FXStreet (Mumbai) – NZD/USD wiped out entire RBNZ-backed gains and fell into the negative territory in early-Asia, after overnight weakness in oil prices and downbeat NZ consumer confidence data.
NZD/USD rejected at key 200-DMA resistance
Currently, the NZD/USD pair trades -0.18% lower at fresh session lows of 0.6745, unable to extend beyond 0.6790 region as seen previously. The Kiwi ended its two consecutive sessions of gains and turned in the red after oil prices weakest in more than six years along with the latest disappointing NZ data weighed on the sentiment around the NZD.

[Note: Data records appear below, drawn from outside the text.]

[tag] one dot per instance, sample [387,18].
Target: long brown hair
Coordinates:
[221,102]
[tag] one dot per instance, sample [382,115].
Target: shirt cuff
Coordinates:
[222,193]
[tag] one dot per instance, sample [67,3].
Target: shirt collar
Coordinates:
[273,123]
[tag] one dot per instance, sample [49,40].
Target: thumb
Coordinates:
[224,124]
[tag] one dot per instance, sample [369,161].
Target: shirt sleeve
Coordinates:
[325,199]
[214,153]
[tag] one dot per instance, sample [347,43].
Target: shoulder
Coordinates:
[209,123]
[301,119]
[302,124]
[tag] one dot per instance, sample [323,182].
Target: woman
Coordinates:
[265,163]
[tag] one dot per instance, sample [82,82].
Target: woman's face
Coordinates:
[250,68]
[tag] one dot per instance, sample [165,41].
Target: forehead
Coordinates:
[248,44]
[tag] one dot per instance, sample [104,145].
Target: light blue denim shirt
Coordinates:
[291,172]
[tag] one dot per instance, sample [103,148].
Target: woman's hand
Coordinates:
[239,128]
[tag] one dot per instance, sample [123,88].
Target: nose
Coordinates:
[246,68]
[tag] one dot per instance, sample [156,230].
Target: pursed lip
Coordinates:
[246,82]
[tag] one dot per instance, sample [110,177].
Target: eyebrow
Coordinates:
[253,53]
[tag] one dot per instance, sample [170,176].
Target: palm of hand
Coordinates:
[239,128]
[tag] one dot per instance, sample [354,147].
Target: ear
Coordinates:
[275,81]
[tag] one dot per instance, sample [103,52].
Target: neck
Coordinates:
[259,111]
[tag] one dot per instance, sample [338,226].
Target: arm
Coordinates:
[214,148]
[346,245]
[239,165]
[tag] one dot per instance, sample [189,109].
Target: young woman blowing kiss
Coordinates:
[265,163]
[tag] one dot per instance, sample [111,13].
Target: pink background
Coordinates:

Consumer confidence fell in December, down 4 points to 118.7, data from ANZ-Roy Morgan showed. While current expectations held firm, future expectations waned.
Moreover, the renewed selling interest in the NZD/USD pair could be also attributed to profit-taking after the recent strength ahead of crucial economic releases from the US in the day ahead. The US retail sales, PPI and consumer sentiment data will be closely watched heading into next week’s Fed meeting.
On Thursday, the kiwi advanced, despite a rate cut by the RBNZ, as traders boosted the bird on the back of bank’s unwillingness to ease further. RBNZ cut the OCR from 2.75% to 2.50% yesterday.
NZD/USD Levels to consider
To the upside, the next resistance is located at 0.6764 (200-DMA), above which it could extend gains to 0.6783 (Dec 10 High) levels. To the downside immediate support might be located at 0.6700 (10-DMA/ round number) below that 0.6678 (1h 100-SMA).